MAGHREB
10/12/2015 09h:43 CET | Actualisé 10/12/2015 09h:44 CET

Deux jeunes tunisiens condamnés pour consommation de cannabis après avoir refusé de se soumettre à un test de dépistage

@50mm 1/60 f1,4, ISO 200
N.ico/Flickr
@50mm 1/60 f1,4, ISO 200

Adnène Meddeb et Amine Mabrouk, deux jeunes tunisiens ont été arrêtés samedi 28 novembre "pour consommation de matière stupéfiante". Selon leur avocat Ghazi Mrabet, la seule preuve qui a été retenue contre eux est un paquet de feuilles à rouler retrouvé dans leur voiture. Ils ont été condamnés à un an de prison ferme et 1000 dinars d'amende en vertu de la loi 52-1992, pour consommation de cannabis. Ils auraient refusé de se soumettre à un test de dépistage, toujours selon M. Mrabet.
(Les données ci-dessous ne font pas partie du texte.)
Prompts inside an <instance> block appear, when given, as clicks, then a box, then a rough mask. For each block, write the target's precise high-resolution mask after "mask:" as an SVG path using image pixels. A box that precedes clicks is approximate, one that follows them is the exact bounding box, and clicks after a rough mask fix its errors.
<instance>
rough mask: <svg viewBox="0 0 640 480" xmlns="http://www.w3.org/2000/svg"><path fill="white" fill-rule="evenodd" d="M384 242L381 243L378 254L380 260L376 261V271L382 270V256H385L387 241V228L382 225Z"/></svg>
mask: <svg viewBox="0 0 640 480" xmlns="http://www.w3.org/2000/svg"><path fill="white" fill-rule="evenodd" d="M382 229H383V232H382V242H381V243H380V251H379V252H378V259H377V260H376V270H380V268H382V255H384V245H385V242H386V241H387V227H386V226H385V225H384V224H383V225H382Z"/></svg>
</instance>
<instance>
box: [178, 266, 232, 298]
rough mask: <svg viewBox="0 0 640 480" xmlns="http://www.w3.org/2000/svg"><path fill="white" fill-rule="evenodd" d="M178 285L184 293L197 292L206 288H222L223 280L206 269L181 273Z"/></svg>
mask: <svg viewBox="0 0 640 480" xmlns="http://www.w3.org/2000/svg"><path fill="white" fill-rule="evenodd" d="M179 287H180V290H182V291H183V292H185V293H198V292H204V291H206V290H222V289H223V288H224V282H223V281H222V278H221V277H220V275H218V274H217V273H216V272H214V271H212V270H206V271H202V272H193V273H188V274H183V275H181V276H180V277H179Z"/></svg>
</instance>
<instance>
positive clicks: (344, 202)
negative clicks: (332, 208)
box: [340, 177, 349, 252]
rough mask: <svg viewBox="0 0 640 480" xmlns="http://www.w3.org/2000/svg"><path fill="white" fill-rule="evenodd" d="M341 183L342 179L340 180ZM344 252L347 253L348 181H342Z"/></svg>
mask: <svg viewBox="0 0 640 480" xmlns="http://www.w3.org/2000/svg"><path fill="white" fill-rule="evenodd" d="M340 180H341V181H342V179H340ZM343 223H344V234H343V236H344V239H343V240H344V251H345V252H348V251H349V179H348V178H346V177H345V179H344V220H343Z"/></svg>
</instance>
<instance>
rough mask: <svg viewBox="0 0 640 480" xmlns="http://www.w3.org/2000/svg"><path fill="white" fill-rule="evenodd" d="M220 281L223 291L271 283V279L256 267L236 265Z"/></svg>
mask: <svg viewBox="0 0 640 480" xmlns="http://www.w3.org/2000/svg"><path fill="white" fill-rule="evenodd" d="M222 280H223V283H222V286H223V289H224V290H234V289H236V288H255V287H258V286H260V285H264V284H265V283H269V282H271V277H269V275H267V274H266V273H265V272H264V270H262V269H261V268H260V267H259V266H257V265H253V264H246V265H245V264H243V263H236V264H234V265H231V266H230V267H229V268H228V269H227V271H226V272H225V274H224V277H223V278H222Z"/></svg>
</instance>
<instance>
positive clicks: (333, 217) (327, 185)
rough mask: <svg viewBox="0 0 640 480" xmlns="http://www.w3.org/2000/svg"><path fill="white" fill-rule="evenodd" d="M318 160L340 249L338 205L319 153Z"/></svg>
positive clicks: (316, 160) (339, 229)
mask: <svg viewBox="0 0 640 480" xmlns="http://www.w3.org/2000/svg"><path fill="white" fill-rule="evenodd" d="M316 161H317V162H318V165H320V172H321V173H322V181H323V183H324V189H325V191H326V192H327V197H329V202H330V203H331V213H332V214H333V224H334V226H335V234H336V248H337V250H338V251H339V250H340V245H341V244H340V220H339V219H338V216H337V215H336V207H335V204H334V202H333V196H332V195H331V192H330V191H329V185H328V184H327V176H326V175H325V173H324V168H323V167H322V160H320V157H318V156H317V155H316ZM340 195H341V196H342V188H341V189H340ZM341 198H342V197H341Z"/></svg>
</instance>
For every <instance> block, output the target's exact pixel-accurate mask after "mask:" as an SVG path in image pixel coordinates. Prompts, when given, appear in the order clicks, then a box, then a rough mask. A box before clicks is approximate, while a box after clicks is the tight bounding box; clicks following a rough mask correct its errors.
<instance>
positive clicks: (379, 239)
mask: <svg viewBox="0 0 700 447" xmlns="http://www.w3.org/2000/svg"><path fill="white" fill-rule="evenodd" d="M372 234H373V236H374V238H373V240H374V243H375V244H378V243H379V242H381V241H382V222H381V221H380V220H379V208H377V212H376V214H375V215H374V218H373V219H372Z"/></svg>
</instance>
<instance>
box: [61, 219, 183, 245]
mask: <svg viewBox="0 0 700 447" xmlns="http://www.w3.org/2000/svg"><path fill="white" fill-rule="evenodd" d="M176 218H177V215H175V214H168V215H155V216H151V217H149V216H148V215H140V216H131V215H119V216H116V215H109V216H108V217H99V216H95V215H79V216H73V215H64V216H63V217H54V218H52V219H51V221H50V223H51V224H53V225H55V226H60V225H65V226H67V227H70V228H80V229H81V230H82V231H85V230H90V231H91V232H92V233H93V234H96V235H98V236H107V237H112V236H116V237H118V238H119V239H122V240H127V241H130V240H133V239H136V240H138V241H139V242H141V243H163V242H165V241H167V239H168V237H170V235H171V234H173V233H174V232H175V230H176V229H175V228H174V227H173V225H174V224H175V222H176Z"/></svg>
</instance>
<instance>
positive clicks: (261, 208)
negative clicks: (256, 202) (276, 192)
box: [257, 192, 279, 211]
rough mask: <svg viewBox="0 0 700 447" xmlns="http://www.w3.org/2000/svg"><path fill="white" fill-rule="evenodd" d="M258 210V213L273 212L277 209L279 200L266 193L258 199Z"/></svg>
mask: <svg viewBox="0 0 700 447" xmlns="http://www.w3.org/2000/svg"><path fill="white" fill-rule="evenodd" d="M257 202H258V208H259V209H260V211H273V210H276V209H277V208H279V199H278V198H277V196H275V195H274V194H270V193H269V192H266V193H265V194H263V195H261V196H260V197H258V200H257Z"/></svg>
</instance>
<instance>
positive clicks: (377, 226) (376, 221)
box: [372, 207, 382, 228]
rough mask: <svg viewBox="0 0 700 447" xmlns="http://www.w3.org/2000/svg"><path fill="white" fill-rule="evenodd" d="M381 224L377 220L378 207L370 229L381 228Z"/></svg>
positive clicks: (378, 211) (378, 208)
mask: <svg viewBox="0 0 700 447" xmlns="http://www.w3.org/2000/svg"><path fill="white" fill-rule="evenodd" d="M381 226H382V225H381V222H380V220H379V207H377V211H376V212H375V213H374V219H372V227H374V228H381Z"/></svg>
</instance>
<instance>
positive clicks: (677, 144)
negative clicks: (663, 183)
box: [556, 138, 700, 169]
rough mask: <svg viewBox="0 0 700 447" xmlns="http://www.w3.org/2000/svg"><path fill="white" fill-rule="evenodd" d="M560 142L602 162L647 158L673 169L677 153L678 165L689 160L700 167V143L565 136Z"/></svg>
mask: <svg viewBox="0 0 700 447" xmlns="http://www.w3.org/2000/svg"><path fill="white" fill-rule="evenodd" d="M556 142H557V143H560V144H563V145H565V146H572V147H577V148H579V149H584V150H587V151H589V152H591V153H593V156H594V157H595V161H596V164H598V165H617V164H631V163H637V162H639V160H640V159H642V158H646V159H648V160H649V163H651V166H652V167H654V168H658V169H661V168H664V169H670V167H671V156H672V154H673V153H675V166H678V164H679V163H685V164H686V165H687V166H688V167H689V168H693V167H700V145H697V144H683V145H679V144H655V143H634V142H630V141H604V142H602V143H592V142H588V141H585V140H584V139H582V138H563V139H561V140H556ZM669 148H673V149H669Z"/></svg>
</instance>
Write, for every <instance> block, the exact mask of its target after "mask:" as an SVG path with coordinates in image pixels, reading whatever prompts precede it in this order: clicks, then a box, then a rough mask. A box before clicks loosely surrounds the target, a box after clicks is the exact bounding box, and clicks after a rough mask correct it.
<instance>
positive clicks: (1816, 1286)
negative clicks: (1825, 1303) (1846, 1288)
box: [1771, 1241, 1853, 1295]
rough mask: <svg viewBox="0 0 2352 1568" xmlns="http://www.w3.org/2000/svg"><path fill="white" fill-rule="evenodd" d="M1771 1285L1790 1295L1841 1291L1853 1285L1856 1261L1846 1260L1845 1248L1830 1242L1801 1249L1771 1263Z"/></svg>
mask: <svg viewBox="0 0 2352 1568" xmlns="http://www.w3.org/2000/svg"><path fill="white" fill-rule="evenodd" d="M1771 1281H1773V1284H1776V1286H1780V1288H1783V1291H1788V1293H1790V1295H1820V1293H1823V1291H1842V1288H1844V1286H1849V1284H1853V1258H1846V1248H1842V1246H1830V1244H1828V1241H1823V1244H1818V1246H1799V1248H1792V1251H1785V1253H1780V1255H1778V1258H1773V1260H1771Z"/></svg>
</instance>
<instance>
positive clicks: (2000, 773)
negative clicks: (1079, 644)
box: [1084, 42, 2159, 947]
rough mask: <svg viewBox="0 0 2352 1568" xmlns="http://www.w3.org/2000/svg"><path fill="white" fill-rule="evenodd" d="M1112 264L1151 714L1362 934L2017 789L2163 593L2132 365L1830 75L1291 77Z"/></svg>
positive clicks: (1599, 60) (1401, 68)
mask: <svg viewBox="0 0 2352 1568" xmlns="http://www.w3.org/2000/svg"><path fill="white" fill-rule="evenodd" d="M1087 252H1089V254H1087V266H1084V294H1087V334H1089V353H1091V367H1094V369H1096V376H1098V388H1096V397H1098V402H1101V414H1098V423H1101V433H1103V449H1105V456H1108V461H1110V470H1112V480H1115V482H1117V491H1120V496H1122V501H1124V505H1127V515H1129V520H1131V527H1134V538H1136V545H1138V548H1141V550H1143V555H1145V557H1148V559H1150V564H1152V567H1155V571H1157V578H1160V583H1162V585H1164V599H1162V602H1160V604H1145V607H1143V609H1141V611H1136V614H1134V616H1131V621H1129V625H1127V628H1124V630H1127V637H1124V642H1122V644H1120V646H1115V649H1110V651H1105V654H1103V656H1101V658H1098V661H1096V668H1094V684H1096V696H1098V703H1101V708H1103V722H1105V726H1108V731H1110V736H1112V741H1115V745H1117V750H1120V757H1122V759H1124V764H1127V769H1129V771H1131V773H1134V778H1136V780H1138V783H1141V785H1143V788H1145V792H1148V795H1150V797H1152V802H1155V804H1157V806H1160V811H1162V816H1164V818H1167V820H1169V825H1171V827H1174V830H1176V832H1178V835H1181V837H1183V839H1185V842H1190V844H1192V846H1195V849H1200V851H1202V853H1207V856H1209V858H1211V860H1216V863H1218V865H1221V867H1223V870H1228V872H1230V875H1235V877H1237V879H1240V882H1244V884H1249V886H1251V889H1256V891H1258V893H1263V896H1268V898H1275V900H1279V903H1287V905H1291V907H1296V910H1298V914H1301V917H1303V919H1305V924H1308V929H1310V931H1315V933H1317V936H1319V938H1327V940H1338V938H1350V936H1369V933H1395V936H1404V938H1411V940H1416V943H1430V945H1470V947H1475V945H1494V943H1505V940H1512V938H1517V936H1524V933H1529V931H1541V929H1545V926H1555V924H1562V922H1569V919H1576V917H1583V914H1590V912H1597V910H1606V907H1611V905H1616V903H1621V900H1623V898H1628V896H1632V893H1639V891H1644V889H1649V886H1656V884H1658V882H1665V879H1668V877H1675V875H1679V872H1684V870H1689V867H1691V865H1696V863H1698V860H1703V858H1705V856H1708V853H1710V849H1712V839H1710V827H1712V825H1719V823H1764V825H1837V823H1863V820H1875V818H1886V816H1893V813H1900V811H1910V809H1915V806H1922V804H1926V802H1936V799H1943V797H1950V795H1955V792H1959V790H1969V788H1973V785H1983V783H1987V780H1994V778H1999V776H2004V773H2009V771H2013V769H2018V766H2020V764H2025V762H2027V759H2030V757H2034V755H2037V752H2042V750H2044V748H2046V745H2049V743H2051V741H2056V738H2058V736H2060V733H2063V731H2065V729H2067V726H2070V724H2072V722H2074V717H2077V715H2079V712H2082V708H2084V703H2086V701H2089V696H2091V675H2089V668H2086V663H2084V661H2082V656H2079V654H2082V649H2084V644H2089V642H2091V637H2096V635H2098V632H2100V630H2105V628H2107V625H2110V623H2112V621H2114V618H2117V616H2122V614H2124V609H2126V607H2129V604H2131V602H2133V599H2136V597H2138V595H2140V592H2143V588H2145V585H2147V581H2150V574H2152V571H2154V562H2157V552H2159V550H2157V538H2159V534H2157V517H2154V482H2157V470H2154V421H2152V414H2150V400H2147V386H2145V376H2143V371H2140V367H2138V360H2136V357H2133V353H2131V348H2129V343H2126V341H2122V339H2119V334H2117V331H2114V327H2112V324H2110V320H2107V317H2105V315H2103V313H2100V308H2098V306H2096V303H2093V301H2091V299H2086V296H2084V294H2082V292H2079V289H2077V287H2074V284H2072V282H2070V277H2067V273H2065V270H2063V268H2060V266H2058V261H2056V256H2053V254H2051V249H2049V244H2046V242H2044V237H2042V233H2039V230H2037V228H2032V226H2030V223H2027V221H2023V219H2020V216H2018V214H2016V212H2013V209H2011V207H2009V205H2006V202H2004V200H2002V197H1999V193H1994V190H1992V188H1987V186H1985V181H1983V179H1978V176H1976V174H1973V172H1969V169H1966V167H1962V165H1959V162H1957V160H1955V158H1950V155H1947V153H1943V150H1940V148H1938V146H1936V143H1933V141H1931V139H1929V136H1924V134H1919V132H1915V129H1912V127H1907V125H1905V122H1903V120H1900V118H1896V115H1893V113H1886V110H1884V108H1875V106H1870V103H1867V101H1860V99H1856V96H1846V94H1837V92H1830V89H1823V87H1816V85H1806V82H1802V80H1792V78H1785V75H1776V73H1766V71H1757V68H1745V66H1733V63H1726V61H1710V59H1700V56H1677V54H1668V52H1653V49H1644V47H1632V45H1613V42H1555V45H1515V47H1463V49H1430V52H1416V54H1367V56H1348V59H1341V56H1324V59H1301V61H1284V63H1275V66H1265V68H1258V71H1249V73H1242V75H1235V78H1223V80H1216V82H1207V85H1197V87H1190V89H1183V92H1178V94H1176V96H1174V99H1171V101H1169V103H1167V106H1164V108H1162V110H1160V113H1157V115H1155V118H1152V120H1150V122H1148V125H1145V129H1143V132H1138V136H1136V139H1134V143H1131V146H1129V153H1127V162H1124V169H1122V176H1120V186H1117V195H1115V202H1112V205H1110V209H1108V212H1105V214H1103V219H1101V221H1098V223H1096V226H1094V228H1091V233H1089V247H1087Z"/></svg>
La loi n°52 de l'année 1992 relative à la consommation de stupéfiants prévoit une peine d'emprisonnement de 1 à 5 ans et une amende de 1000 à 3000 dinars pour "tout consommateur ou détenteur à usage de consommation personnelle de plantes ou de matières stupéfiantes."

Interrogé sur le fait qu'une personne puisse être arrêtée et soumise à un test de dépistage, sans qu'il n'y ait de preuve de consommation ou de détention de cannabis, Walid Loughini, chargé de communication au sein du ministère de l'Intérieur est catégorique. "N'importe quelle personne peut être arrêtée pour subir un test", a-t-il affirmé. "Même des feuilles à rouler peuvent être considérées comme une preuve de culpabilité. Un test de dépistage peut confirmer ou infirmer cette culpabilité", a encore soutenu M. Loughini.

Le ministère de la Justice n'a pas souhaité apporter de précisions sur cette affaire et le Parquet était injoignable.

"Seul un test de dépistage positif est considéré par la loi comme une preuve de culpabilité"

Selon Ghazi Mrabet, qui s'est exprimé sur les ondes d'Express FM, la possession de feuilles à rouler ne peut constituer une preuve de culpabilité puisque leur vente n'est pas interdite par la loi et elles se trouvent dans les bureaux de tabac.

Soumaya Abderrahman, avocate, conteste également les déclaration du chargé de communication au sein du ministère de l'Intérieur: "Seul un test de dépistage positif est considéré par la loi comme une preuve de culpabilité", estime-t-elle dans une déclaration au HuffPost Tunisie.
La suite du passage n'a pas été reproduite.